First we need to know the possible $(a,b,c)$ , where $a$ , $b$ and $c$ are the number of digits of the first, second and the third number, respectively. One can discover (after a bit of observation) that the only possibilities are $(3,3,4)$ , $(2,4,4)$ and $(4,2,4)$ . The three possibilities would be called structures of the cuts, from now on.

Then, the key is to pay attention to "more than one way". Obviously, an arrangement can not be cut in two ways such that both cuts have the same structure (i.e. both are of type $(3,3,4)$ ). Therefore, if such arrangement exists, then one cut is of structure $(3,3,4)$ and the other one is of structure $(2,4,4)$ or $(4,2,4)$ . First, we treat $(3,3,4)$ and $(2,4,4)$ .
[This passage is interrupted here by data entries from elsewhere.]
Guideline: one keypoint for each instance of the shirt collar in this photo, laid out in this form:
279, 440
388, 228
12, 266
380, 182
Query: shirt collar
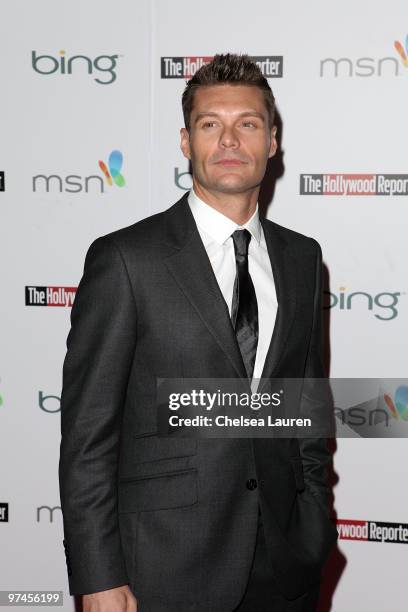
216, 224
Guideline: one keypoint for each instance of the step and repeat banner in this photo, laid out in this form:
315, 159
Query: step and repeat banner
90, 120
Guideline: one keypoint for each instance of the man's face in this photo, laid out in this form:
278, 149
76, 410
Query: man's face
230, 141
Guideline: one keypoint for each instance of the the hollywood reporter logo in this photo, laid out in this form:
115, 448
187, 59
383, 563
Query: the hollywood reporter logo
372, 531
186, 67
354, 184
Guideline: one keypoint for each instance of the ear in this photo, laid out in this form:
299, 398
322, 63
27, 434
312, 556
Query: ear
274, 143
185, 142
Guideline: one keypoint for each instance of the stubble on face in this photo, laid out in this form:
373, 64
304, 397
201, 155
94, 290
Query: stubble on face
230, 140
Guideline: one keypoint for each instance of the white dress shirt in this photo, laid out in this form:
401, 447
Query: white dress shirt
215, 230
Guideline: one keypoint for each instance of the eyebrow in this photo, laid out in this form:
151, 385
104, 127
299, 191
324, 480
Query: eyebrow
244, 114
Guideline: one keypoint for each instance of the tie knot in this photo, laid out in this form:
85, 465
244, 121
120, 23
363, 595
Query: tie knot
241, 240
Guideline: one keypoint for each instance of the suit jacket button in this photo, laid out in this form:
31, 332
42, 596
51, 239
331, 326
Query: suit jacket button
251, 484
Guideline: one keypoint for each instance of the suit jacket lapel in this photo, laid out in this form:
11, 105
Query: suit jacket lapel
284, 273
190, 266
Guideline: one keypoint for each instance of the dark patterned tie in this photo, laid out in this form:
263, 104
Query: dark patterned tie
244, 310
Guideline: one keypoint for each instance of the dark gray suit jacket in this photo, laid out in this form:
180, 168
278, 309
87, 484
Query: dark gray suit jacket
173, 517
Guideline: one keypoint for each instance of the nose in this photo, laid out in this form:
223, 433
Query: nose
229, 138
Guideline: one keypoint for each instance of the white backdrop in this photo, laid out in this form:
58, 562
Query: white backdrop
343, 117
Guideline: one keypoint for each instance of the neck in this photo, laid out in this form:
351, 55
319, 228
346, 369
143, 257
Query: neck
236, 206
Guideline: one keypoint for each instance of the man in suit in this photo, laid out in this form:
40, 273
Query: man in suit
209, 288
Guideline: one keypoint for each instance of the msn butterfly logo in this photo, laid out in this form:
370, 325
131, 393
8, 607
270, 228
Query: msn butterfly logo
112, 172
403, 53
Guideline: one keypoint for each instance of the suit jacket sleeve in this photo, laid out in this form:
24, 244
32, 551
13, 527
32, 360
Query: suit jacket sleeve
314, 452
100, 347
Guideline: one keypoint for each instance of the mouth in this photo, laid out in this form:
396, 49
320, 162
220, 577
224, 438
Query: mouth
229, 162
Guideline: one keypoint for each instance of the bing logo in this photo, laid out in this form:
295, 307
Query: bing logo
399, 405
403, 53
113, 175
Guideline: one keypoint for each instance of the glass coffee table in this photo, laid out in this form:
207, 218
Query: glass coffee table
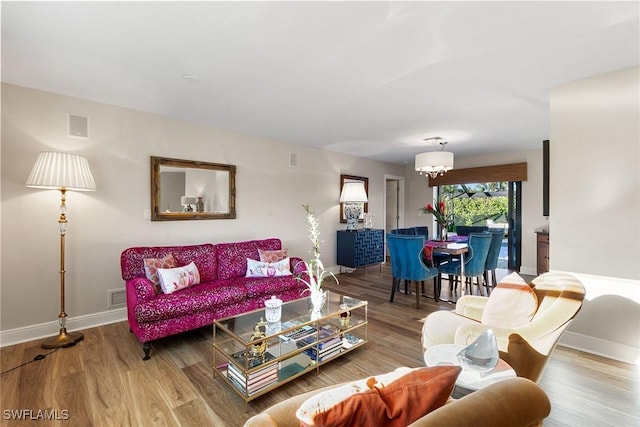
254, 357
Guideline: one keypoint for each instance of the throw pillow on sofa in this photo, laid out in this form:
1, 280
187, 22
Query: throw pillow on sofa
394, 399
151, 266
272, 256
174, 279
268, 269
511, 304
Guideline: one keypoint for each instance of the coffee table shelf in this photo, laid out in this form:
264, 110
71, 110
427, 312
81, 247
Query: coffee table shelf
301, 342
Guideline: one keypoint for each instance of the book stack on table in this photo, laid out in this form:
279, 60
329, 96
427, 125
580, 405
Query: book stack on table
256, 380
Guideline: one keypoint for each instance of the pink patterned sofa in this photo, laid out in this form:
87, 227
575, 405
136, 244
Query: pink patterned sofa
223, 290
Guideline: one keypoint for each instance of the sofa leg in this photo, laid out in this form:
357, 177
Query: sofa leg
396, 284
146, 347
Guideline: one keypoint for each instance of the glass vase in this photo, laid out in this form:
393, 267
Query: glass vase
443, 233
318, 299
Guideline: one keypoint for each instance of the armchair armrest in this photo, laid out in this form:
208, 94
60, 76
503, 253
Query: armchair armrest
513, 402
471, 306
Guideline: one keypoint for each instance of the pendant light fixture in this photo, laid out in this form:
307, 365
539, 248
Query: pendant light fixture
434, 163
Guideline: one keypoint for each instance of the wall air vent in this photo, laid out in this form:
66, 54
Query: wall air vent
116, 298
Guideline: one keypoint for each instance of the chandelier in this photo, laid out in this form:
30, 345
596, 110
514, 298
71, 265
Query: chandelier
434, 163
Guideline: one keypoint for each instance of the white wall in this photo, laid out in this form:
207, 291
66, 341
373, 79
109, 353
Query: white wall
420, 193
595, 207
105, 222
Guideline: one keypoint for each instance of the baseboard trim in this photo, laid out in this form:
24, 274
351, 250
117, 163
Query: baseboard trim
48, 329
609, 349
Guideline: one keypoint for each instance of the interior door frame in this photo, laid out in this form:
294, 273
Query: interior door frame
400, 210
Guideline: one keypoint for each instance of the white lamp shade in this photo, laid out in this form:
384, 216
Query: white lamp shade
353, 192
188, 200
434, 161
61, 170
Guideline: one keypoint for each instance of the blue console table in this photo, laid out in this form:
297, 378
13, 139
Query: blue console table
360, 248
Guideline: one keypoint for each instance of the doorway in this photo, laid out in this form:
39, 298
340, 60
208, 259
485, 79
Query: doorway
393, 203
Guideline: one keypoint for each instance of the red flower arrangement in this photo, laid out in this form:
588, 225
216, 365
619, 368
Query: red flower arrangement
439, 212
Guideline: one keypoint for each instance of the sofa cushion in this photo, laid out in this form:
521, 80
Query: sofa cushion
267, 269
267, 286
232, 257
511, 304
151, 266
394, 399
272, 256
132, 259
197, 298
174, 279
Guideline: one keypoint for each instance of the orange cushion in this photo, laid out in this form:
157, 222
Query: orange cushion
395, 399
511, 304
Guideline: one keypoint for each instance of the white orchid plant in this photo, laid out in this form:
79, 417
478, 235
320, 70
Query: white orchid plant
314, 267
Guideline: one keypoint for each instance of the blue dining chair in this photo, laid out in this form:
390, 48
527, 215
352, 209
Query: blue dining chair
421, 230
406, 263
491, 263
474, 261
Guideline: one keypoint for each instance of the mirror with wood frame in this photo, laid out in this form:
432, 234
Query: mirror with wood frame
187, 189
364, 206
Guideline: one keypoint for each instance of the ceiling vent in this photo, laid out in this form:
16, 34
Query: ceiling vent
78, 126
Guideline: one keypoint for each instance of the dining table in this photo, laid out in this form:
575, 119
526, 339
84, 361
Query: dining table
453, 246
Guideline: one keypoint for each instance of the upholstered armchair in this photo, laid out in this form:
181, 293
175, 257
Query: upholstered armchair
513, 402
526, 347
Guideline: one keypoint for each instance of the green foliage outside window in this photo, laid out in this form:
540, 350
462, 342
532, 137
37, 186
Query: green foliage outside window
470, 209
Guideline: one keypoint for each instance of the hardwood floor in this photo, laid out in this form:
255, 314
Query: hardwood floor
103, 381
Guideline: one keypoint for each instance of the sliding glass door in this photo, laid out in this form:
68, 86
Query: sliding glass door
496, 205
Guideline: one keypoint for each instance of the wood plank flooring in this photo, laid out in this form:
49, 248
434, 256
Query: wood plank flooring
103, 381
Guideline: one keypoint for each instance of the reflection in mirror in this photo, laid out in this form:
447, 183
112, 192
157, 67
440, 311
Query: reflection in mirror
184, 189
364, 206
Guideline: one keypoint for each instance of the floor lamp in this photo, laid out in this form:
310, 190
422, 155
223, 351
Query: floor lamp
62, 171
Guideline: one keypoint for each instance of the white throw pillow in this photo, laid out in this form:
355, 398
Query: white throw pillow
511, 304
268, 269
174, 279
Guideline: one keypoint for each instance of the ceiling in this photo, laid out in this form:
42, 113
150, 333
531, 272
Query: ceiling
372, 79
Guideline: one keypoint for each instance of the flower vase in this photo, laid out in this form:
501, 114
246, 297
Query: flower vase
443, 233
318, 299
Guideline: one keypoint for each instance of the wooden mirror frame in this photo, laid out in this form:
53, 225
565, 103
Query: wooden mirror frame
351, 178
156, 211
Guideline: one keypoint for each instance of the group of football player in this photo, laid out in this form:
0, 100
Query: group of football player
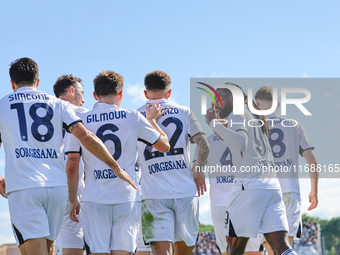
130, 185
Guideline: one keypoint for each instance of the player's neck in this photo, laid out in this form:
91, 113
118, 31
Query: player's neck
111, 99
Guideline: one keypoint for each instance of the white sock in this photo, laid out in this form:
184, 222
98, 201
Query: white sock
289, 252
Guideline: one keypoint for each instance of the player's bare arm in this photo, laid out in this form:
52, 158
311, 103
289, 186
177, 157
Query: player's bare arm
152, 115
203, 150
2, 187
72, 171
94, 145
314, 178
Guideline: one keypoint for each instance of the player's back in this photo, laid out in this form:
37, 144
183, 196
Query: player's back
168, 175
120, 130
288, 139
31, 124
252, 163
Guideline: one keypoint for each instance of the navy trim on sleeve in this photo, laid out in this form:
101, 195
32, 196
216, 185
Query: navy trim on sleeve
303, 150
67, 127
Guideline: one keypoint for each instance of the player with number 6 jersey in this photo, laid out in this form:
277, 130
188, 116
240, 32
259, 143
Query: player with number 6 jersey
170, 204
31, 125
111, 209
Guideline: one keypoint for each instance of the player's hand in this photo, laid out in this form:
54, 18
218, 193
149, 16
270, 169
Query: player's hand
313, 199
199, 179
154, 111
74, 210
211, 114
125, 177
3, 187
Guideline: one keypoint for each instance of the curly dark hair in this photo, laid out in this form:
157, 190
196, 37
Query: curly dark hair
24, 71
264, 93
226, 92
157, 80
108, 83
62, 84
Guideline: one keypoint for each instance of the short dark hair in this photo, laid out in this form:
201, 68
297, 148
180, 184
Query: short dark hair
264, 93
63, 83
157, 80
24, 71
108, 83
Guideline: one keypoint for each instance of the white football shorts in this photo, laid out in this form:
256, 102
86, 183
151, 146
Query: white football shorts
170, 220
37, 212
292, 201
71, 232
218, 216
109, 227
250, 212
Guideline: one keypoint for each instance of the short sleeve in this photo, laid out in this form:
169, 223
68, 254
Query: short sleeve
69, 117
304, 142
72, 144
146, 133
195, 155
195, 127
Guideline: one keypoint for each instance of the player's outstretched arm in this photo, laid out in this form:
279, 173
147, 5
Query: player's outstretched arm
72, 171
202, 153
94, 145
314, 178
152, 115
237, 140
2, 187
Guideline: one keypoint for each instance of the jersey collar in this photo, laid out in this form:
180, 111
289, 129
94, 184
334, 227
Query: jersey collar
25, 89
104, 106
161, 101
Take the arrangement to be $\overline{abcdefghij}$ . With $(3,3,4)$ structure, we have the equation

$10^2a+10b+c+10^2d+10e+f=10^3g+10^2h+10i+j$

With $(2,4,4)$ structure, we have the equation

$10a+b+10^3c+10^2d+10e+f=10^3g+10^2h+10i+j$

The right hand sides of both equations are the same. So, we put the left hand sides to be equal.

$10a+b+10^3c+10^2d+10e+f= 10^2a+10b+c+10^2d+10e+f \implies 10^2a+10b+c=10a+b+10^3c$

$10^2a+10b+c=10a+b+10^3c \implies 10a(a-1)+9b=999c$

We need to have $9 \mid a(a-1)$ . Since $a$ and $a-1$ are consecutive integers, not both can b multiples of $3$ . Therefore, either one of them should be a multiple of $9$ . $a-1$ cannot be a multiple of $9$ , since $a$ would not be a single digit number anymore. Therefore, $a=9$ and the last equation simplifies to

$111c-b=80$

It is a linear diophantine equation, for which there is no solution $(x,y)$ such that both $x$ and $y$ are single digit numbers at the same time.

One can do the same for structures $(3,3,4)$ and $(4,2,4)$ (also to the case $(2,4,4)$ and $(4,2,4)$ ), which would be a bit more complicated. However the same ideas would be applied throughout to realise there is not such arrangement that gives more than one cut that satisfy the mentioned property.